Because doctors hold overwhelmingly negative views about disability, legalized medical killing creates a two-sided healthcare system, where the able-bodied receive suicide prevention and the disabled and mentally ill receive suicide assistance. This is evident in the case of 29-year-old Aurelia Brouwers, euthanized in the Netherlands in 2018 — not because she had a terminal diagnosis, but because she was suffering from chronic mental illness. In 2016, a Wisconsin teenager named Jerika Bowlen held a Last Dance suicide party with over a thousand attendees before ending her life. Jerika had spinal muscular atrophy Type II, and thanks to advances in medicine, people with this disability can now live well into their sixties; Jerika’s diagnosis was nowhere near terminal. If a nondisabled teenager had announced plans to throw a suicide party, she would have been given mental health treatment and encouraged to keep fighting for life, but a disabled teen wishing to end her life is seen by the nondisabled as perfectly understandable, even “courageous.”
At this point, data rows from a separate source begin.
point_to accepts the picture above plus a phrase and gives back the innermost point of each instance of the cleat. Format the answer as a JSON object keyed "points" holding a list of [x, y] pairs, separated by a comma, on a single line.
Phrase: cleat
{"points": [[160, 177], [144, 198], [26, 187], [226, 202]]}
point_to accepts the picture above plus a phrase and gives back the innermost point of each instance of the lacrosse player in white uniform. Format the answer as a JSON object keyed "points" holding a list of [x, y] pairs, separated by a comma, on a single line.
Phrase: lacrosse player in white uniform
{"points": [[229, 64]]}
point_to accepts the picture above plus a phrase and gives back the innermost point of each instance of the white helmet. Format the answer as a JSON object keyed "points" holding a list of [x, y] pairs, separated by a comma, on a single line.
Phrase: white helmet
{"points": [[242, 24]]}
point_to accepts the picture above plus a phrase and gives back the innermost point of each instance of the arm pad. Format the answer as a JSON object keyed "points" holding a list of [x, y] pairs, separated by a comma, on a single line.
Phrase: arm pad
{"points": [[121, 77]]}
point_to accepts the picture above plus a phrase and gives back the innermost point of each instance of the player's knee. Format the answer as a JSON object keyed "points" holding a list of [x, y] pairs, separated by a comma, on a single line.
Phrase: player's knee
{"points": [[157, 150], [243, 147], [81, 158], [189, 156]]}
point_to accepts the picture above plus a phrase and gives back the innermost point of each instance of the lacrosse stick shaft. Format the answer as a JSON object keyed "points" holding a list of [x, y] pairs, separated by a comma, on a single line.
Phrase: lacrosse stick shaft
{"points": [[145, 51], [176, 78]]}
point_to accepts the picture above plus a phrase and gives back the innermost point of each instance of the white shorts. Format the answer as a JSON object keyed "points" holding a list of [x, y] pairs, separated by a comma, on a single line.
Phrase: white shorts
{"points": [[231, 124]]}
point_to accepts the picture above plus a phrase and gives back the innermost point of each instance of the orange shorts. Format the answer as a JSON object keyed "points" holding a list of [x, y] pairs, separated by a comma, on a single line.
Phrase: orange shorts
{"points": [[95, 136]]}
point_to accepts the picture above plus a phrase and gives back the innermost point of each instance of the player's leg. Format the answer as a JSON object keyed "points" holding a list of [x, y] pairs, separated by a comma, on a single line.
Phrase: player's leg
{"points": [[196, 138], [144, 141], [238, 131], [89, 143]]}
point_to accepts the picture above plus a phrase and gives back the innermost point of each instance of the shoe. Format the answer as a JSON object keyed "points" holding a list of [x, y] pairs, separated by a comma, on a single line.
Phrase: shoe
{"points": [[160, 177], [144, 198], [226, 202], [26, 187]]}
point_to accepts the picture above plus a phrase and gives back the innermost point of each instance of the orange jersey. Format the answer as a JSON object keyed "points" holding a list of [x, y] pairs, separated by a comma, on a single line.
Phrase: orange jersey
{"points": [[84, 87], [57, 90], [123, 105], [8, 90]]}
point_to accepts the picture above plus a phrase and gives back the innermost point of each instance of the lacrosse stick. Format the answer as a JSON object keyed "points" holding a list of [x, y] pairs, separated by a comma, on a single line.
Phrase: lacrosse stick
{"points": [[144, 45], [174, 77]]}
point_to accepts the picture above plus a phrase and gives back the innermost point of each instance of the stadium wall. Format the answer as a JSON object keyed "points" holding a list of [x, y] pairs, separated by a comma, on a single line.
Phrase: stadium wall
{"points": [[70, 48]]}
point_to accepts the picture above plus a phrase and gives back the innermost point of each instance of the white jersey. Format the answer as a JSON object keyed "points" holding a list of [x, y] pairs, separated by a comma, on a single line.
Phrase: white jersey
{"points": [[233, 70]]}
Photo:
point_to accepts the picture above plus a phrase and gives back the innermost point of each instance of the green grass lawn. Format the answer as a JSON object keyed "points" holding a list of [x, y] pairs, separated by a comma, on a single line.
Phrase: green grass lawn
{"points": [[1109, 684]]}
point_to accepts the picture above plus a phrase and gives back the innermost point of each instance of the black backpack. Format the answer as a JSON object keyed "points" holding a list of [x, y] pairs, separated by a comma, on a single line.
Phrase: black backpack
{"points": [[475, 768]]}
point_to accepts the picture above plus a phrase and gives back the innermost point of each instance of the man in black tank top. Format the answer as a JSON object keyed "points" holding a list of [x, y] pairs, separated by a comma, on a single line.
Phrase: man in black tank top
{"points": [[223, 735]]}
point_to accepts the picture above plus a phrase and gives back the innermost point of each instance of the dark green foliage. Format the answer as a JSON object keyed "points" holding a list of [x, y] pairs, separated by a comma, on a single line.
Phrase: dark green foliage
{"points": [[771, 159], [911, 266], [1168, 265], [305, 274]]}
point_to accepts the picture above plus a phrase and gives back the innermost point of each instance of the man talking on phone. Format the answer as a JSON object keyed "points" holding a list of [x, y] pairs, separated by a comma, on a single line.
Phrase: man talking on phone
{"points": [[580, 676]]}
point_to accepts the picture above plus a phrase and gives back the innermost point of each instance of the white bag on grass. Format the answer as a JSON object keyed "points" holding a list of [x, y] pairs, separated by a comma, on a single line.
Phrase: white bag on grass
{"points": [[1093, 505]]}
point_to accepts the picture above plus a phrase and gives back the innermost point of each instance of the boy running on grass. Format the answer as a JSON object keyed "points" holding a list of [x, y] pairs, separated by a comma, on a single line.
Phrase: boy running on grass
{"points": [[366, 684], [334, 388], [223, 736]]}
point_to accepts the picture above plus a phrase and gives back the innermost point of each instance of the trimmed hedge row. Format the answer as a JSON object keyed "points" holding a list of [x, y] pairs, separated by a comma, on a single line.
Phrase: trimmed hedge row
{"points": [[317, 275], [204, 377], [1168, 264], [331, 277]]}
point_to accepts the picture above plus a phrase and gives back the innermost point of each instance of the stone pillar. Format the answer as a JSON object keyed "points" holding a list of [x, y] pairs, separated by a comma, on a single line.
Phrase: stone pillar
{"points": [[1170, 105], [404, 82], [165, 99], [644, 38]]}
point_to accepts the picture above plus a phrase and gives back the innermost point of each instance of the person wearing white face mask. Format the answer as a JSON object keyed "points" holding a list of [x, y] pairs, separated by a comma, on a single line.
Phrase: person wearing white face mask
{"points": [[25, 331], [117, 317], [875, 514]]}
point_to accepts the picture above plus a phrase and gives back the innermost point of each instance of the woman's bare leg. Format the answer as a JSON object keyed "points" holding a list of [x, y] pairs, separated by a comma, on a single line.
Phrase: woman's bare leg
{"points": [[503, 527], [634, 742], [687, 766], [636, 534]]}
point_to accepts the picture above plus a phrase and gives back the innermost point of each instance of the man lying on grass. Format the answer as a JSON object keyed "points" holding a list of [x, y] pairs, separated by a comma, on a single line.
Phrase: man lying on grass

A vast majority of disability rights organizations and activists oppose assisted suicide and euthanasia because of the gulf between suicide prevention and suicide assistance, the consistent devaluing of disabled lives in healthcare, and disabled people’s heightened vulnerability to pressure and coercion. The UN’s Office of Human Rights agrees, arguing that disability should never be grounds for ending someone’s life because such policies would “legalize and authorize institutional ableism.” As the Center for Disability Rights points out, elderly and disabled people experience familial and caregiver abuse at astronomical rates, so it is not hard to imagine a person with a disability being coerced by heirs and others into prematurely ending his or her life. Additionally, assisted suicide puts financial concerns ahead of disabled people’s lives. When insurance companies are looking to cut costs however they can, suicide may be pushed as an option instead of costly treatments or palliative care. This played out in the case of Stephanie Packer, whose insurer refused to cover her chemotherapy treatments after California passed its End of Life Options Act. The lives of people with disabilities should never be left to the mercy of abusive caregivers or predatory insurance companies.
At the root of filicide, euthanasia, and all other attacks on the lives and human dignity of people with disabilities is the idea that we are a burden, that we’re better off dead than disabled. In a 2019 study of 112 Canadian patients who chose assisted suicide or euthanasia, over half cited a loss of independence and control as a primary reason for ending their lives. Many disabled people fight tooth-and-nail for legal, economic, medical, and social independence; autonomy is very important to us. However, autonomy and independence do not determine human dignity. Combatting lethal ableism means rejecting the idea that independence is the defining factor of a life worth living. We must also change the conversation about the deaths of people with disabilities. The Autistic Self-advocacy Network provides a comprehensive anti-filicide toolkit, which is an excellent place to start. We must stop making excuses for the murders of disabled people and start calling out dehumanizing systems which push death as a viable cure for disability. Disabled people will not be safe from these forms of aggressive violence until the societal narrative shifts to reflect and acknowledge our full humanity and right to exist just as we are.